Q: Which native population first developed half of the world's current food crops?

A: You guessed it! The Native Americans! We have two days off of work to celebrate the enormous contribution that Native Americans have made to our lives. Horray!

Q: Which single disease killed the largest percentage of people in any region?

A: British fishermen in Massachusetts spread a plague in 1617 that killed between 90 and 96 percent (HOLY MACKEREL!) of the Indians in southern New England.

For more interesting facts about Thanksgiving, check out this article. The added bonus to this article is that the facts are based on journal entries of early settlers. (Do I hear the ears of all you genealogy buffs pricking up?) James Loewen has dedicated his life to researching history using old artifacts, and he has written lots of books so that you don't have to reproduce his research! Rethinking Our Past is my favorite book of his. He is very witty.

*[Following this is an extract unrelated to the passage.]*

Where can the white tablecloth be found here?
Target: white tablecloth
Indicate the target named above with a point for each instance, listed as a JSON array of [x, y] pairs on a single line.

Here are a few excerpts from the above article:

"Indians are marginalized in this civic ritual. Our archetypal image of the first Thanksgiving portrays the groaning boards in the woods, with the Pilgrims in their starched Sunday best and the almost naked Indian guests. Thanksgiving silliness reaches some sort of zenith in the handouts that school children have carried home for decades, with captions like, "They served pumpkins and turkeys and corn and squash. The Indians had never seen such a feast!" When his son brought home this "information" from his New Hampshire elementary school, Native American novelist Michael Dorris pointed out "the Pilgrims had literally never seen `such a feast,' since all foods mentioned are exclusively indigenous to the Americas and had been provided by [or with the aid of] the local tribe."




"Colonel Thomas Aspinwall, advises us not to settle for this whitewash of feel - good - history. "

"It is painful to advert to these things. But our forefathers, though wise, pious, and sincere, were nevertheless, in respect to Christian charity, under a cloud; and, in history, truth should be held sacred, at whatever cost."

As a fellow seeker of truth, I wish I had access to more unfiltered truth. And that truth wouldn't use such big words.....I had to break out the dictionary for 'advert'.